Frederico José Gervásio Aburachid
Sócio do escritório Aburachid Advogados Associados, mestre em direito pela UFMG e em sustentabilidade socioeconômica ambiental pela Ufop, pós-graduado em direito ambiental pela UGF e presidente da Fundação Libanesa de Minas Gerais (Fuliban)
A COVID-19 demonstrou que os setores público e privado estavam (e ainda continuam) muito despreparados para enfrentar inimigos biológicos. O caos instalou-se em todo o mundo, evidenciando falhas nos mecanismos de controles migratórios, falta de conscientização social, farmacopeia insuficiente, legislações inadequadas sobre o tema e entidades internacionais sem força e alcance necessários.
No Brasil, a Lei 11.105/2005 estabelece normas de segurança e mecanismos de fiscalização de atividades que envolvam organismos geneticamente modificados (OGM) e seus derivados, dispondo sobre a Política Nacional de Biossegurança (PNB).
Embora seja um marco regulatório importante, com impactos sanitários, culturais, ambientais, econômicos e sociais, erige-se muito mais como uma “bússola”. Estabelece as luzes mestras, conceitos e vedações gerais sobre práticas que – entendeu o legislador da época – estariam desalinhadas com valores éticos e com o princípio da precaução.
O legislador optou por atribuir função normativa regulamentar ao Poder Executivo, considerando que a complexidade do tema e sua abrangência exigem a sua contínua análise pelos órgãos técnicos do poder público. Acaso assim não o fizesse, certamente o rigor do processo legislativo formal engessaria as modificações normativas céleres, ignorando detalhes científicos necessários ao longo do tempo.
Nesse sentido, criou-se inclusive a Comissão Técnica Nacional de Biossegurança (CTNBio) e o Conselho Nacional de Biossegurança (CNBS). Ambos são órgãos extremamente importantes para a construção da política de biossegurança nacional, haja vista sua função normativa, notadamente afeta às atividades que envolvam a construção, experimentação, cultivo, manipulação, transporte, comercialização, consumo, armazenamento, liberação e descarte de organismos geneticamente modificados e derivados.

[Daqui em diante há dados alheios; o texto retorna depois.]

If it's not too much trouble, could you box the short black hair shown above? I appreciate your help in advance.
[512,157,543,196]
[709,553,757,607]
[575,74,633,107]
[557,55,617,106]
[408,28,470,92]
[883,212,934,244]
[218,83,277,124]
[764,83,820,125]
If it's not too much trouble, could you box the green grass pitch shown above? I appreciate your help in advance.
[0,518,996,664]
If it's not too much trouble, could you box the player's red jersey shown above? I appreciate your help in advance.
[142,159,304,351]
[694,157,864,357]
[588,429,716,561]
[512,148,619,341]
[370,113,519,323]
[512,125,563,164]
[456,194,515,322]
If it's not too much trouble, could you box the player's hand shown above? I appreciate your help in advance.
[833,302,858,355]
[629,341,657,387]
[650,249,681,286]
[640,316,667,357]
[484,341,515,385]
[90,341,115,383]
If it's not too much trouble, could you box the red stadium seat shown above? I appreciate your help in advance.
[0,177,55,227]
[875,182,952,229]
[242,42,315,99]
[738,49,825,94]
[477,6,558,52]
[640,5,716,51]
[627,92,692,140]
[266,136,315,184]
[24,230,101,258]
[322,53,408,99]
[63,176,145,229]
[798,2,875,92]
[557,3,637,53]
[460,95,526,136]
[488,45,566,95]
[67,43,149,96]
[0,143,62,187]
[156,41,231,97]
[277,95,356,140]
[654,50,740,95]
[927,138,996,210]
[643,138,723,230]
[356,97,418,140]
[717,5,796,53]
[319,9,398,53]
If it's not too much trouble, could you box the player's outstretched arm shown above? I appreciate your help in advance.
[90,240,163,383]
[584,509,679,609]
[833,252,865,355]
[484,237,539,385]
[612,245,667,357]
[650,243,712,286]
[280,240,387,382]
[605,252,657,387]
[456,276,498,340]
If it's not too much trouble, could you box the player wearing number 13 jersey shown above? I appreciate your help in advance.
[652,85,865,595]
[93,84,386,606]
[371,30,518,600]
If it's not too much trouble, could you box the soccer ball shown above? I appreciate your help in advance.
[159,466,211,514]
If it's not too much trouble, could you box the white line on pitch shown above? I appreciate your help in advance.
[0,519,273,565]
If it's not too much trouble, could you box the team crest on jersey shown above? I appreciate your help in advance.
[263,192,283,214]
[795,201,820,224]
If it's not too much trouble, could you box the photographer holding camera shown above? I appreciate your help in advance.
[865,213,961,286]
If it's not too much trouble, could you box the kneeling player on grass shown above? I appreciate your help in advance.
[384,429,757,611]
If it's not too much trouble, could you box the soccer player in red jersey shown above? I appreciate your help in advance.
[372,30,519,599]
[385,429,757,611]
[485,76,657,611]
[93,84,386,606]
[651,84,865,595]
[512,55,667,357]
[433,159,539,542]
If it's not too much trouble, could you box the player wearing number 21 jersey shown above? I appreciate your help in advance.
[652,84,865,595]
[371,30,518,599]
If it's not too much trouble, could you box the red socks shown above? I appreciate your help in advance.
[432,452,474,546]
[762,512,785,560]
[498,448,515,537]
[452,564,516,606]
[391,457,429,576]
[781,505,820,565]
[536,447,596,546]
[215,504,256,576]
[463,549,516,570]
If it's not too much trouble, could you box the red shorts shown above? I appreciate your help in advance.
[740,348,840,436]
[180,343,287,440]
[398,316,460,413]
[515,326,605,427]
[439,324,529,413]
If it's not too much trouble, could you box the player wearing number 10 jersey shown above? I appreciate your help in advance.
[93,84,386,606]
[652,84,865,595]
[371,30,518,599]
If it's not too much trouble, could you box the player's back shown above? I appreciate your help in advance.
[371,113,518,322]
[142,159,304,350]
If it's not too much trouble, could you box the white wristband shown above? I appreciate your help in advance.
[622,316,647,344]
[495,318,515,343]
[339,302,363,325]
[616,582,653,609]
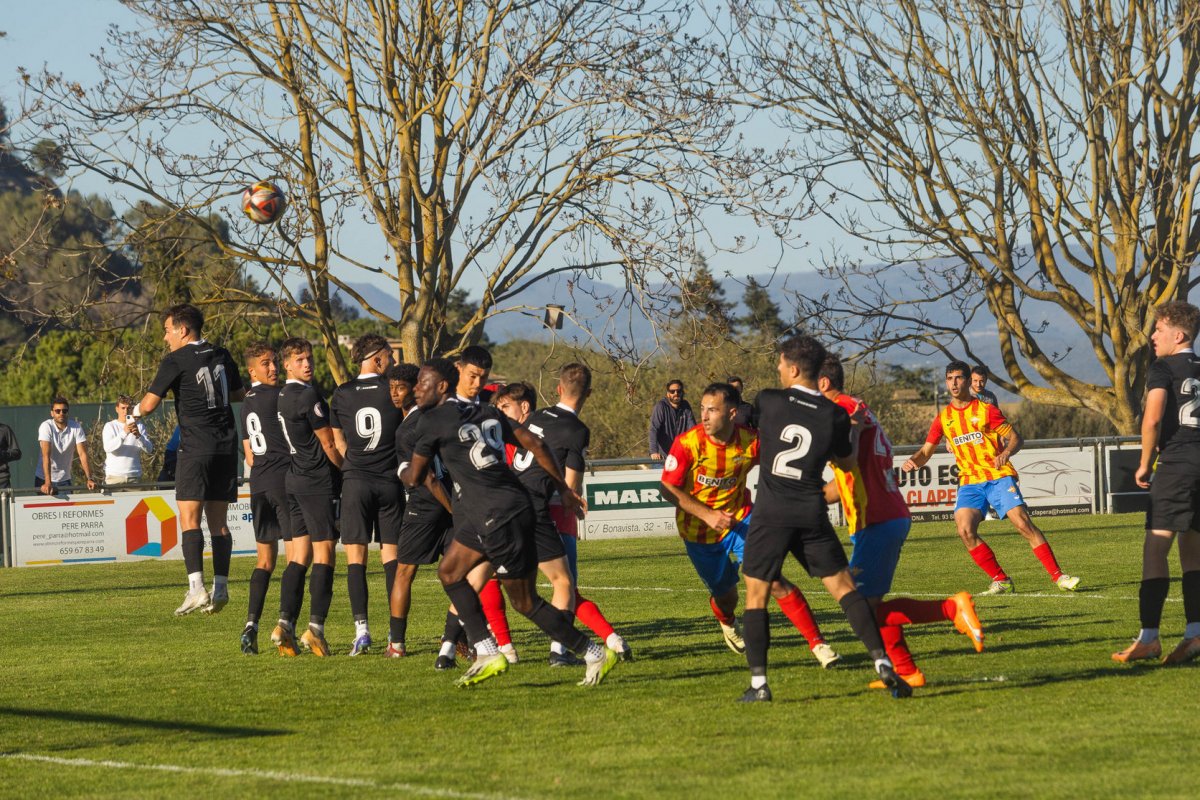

O contexto demonstrou, contudo, ser necessário ampliar a visão. Além de atividades relacionadas aos organismos geneticamente modificados, é preciso maior integração entre as normas técnicas de segurança nos mais diversos ramos da atividade humana, não se admitindo – por exemplo – mera adesão dos sujeitos passíveis de contaminação em práticas laboratoriais etc. Saltam aos olhos que os riscos em biossegurança ultrapassam os direitos individuais, alcançando também os direitos coletivos e difusos.
Entre outros aspectos, a política nacional de biossegurança deve compreender normas ambientais afetas ao tema e conteúdo, inclusive sobre a saúde pública em geral. Cite-se, em outra vertente, apenas a título de exemplo, aspectos relacionados aos controles migratórios.
Muitas vezes limitados a questões burocráticas, novos instrumentos de fiscalização devem ser adotados para mitigar riscos sanitários, químicos e biológicos.
O Brasil precisa enfrentar esse debate com prudência, respeitando os direitos fundamentais, sobretudo o princípio da dignidade do ser humano. É necessário revisitar a legislação de biossegurança à luz das evidências trazidas pela pandemia da COVID-19, convidando para essa agenda atores das diversas áreas do saber. Não podemos pecar por omissão.